Friday, October 13, 2006

Computer scientists sit in a cube and program all day...

Science+Professor+Woman=Me has an interesting experience talking to a bunch of freshmen about science (emphasis mine): I gave a guest lecture to a group of freshmen who all said they were not interested in science. It turns out that they had no idea what science really involves. I listed a bunch of scientific questions and asked if these were things they wanted to know. Yes! They did. So we talked about these for a while, and then they thought of more questions, and it was a very fun. We also talked about how research is done - how you come up with the questions,how you go about answering, discovering, testing. The students said they hadn't known that these were the kinds of things that scientists did. They imagined that we just worked in our labs making chemicals or looking at data on computer monitors all day. I doubt if any of them were inspired to become scientists, but I felt pretty good about changing their perceptions of science and scientists.
I wonder what would happen if we did this for CS.
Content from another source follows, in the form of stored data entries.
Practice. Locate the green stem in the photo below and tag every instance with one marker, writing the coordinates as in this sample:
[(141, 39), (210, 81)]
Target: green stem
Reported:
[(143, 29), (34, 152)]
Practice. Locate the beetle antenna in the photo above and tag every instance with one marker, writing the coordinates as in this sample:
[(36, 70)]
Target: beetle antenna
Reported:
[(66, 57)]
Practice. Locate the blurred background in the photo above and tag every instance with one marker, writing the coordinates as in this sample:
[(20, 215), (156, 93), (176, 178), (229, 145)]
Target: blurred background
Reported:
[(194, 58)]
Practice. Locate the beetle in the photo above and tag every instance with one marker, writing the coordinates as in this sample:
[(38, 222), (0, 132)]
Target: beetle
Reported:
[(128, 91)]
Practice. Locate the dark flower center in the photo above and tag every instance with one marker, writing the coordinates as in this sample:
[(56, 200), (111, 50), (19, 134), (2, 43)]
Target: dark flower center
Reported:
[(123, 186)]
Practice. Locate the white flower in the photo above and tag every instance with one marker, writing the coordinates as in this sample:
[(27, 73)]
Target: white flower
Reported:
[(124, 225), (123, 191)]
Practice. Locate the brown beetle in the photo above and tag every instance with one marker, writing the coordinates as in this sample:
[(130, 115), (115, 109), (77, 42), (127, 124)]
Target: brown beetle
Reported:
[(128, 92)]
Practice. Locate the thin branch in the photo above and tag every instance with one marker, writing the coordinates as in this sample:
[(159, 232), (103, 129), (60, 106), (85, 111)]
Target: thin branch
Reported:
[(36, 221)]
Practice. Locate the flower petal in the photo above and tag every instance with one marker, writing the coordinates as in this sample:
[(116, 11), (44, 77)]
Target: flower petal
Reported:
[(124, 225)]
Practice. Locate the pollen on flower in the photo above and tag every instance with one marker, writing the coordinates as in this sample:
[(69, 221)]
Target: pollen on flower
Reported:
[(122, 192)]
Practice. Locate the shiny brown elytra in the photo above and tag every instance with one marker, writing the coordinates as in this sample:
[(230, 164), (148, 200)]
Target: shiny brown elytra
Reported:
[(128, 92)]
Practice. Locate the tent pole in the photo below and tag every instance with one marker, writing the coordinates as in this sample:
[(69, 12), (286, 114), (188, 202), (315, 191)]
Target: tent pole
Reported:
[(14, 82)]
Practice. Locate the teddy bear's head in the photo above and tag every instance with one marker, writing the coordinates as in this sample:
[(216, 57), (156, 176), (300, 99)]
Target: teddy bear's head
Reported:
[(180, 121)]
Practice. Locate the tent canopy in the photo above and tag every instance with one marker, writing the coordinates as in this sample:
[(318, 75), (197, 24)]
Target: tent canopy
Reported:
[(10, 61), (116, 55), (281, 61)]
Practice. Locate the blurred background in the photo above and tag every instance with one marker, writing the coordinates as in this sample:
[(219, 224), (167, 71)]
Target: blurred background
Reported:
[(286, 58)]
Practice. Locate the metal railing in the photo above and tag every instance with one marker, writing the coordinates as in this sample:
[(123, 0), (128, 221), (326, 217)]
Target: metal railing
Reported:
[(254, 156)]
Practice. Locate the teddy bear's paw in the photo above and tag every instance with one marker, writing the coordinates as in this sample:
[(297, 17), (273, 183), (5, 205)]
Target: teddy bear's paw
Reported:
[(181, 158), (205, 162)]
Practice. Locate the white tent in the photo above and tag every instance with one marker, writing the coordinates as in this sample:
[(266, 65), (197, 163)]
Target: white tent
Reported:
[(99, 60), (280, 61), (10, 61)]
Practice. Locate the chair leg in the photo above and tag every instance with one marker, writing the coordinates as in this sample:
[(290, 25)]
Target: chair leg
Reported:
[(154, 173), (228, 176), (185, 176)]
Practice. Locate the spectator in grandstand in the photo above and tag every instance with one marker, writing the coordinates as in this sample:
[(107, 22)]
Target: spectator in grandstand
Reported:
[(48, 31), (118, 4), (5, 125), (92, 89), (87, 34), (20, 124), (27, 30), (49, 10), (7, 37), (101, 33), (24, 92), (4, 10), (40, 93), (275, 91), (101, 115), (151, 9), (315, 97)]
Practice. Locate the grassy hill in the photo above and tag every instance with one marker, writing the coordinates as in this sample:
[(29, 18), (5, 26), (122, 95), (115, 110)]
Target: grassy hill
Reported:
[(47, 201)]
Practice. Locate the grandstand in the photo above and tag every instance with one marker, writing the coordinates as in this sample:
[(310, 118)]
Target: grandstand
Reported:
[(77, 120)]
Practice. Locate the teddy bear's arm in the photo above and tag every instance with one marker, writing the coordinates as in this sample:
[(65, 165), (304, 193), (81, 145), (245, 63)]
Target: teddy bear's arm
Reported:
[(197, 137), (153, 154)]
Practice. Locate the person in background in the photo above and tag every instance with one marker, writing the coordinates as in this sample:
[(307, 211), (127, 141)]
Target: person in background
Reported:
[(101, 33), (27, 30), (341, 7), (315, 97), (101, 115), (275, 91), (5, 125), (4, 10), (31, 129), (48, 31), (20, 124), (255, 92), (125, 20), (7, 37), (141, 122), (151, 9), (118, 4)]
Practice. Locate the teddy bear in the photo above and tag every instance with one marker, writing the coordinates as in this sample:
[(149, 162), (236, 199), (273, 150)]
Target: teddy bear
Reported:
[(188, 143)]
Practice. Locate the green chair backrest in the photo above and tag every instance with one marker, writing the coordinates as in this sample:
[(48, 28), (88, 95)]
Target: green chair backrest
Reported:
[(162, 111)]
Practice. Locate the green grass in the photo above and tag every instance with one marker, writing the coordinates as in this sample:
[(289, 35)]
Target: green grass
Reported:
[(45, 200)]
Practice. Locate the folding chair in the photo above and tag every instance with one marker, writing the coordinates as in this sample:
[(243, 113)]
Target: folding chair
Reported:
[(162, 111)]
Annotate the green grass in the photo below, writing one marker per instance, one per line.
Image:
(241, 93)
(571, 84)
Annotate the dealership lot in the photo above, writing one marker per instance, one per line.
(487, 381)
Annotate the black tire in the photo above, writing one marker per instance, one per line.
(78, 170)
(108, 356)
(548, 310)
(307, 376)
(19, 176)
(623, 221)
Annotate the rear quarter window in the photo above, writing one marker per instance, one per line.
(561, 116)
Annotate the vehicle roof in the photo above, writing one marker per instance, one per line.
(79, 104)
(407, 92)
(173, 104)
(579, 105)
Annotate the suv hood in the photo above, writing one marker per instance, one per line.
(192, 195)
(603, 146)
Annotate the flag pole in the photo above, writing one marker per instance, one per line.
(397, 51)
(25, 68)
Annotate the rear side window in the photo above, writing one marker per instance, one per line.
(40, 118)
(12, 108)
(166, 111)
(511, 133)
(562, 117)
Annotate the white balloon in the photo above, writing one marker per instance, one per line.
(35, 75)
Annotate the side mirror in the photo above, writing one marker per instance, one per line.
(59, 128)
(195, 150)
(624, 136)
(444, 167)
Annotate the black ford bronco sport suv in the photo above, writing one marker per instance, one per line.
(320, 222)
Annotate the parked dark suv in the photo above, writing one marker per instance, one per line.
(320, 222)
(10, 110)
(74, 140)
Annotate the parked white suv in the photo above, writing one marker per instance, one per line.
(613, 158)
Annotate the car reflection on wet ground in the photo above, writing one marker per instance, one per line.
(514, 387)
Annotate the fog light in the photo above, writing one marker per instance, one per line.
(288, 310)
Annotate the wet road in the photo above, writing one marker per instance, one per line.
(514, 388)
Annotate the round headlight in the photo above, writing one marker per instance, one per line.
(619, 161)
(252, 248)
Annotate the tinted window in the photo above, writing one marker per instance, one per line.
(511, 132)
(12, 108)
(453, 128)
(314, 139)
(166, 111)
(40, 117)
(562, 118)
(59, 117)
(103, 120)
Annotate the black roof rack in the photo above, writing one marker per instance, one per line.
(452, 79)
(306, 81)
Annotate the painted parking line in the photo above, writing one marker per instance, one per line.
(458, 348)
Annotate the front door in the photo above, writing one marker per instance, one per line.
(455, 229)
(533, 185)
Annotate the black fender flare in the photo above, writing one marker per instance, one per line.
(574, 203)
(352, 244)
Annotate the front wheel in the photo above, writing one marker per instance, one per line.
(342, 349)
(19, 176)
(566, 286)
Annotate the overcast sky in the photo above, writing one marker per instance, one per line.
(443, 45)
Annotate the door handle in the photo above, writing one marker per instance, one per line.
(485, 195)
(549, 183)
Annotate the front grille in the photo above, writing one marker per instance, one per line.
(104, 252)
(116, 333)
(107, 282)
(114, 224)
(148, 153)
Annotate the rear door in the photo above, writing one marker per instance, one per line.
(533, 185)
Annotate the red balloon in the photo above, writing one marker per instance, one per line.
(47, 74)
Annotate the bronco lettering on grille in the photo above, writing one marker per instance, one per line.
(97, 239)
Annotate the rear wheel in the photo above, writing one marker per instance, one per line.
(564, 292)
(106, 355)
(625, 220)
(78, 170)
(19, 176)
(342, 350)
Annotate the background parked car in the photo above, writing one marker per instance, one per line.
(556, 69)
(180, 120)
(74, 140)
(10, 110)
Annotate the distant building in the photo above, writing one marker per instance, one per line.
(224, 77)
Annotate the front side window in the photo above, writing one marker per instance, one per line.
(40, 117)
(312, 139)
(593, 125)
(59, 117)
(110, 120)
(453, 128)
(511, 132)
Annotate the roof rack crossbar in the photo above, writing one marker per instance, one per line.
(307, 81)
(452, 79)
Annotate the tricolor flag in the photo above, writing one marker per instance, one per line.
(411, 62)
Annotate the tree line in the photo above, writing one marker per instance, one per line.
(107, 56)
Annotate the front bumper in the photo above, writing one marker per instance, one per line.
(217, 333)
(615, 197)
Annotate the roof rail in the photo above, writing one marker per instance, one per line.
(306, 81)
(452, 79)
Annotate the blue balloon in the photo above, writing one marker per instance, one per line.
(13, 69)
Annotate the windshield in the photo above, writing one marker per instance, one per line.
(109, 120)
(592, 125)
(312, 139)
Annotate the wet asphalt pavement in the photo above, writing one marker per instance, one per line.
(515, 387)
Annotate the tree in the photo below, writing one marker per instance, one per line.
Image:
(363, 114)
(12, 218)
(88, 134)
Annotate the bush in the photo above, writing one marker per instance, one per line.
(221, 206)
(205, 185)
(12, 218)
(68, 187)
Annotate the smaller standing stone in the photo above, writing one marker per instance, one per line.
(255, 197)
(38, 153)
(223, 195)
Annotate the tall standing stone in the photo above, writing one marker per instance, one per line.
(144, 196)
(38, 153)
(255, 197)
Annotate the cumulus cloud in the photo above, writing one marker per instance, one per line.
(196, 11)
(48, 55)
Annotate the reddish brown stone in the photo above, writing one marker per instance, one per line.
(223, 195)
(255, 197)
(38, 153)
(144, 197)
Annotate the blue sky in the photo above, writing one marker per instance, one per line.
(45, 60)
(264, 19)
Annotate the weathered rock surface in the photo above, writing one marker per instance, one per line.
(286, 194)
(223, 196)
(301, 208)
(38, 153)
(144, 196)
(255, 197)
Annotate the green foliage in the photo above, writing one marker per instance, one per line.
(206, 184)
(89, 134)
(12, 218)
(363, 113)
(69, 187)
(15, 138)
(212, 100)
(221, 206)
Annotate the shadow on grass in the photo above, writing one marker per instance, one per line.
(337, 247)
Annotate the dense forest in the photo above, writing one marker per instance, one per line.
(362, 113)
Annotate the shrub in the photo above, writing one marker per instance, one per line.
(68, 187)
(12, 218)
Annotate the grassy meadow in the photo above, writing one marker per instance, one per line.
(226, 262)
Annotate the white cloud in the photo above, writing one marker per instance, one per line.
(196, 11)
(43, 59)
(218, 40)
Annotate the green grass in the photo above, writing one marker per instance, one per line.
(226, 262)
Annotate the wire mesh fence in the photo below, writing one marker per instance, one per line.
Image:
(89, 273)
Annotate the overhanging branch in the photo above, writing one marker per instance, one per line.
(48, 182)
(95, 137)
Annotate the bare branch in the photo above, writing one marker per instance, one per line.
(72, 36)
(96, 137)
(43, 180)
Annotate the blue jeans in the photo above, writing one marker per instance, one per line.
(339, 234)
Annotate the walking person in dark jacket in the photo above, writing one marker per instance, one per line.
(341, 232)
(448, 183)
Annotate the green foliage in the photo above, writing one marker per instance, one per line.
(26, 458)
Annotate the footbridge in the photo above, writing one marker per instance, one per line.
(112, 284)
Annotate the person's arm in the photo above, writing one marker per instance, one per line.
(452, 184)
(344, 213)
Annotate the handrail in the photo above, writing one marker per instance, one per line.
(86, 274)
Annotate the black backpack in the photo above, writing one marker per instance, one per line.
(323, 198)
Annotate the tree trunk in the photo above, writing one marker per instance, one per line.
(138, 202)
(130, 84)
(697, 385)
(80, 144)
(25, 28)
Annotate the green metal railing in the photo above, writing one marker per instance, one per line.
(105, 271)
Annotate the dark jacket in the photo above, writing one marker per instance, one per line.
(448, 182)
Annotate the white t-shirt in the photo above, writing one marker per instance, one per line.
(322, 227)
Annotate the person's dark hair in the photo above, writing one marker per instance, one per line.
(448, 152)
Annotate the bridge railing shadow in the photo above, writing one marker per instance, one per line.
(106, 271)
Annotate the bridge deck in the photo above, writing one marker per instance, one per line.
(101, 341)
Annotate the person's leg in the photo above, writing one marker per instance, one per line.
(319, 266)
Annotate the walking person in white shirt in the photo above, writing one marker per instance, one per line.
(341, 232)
  1. \begin{cynicalviewpoint}
    On the other hand, isn't it actually true that an overwhelming majority of computer science graduates do exactly that?

    Posted by kunal

  2. That's not data they're looking at, it's Friendster. 

    Posted by Anonymous

  3. I'm not surprised these students had no idea what science is. But do they know what philosophers do? Or do they know what the average politician does when he is not on TV?

    The truth of the matter is that careers are usually badly planned based on biased and incomplete information.

    But should we do anything to attract more people into research, leave alone science? Maybe. Maybe not.

    I have two sons and I will not encourage either of them to pursue a career in science. I'm quite happy with my job, I love the work I do and I consider myself to be very lucky to get paid to do research all day... but there are other very cool things one can do, and they don't involve starting your life at 30 and working week-ends for several years before you can finally take a rest.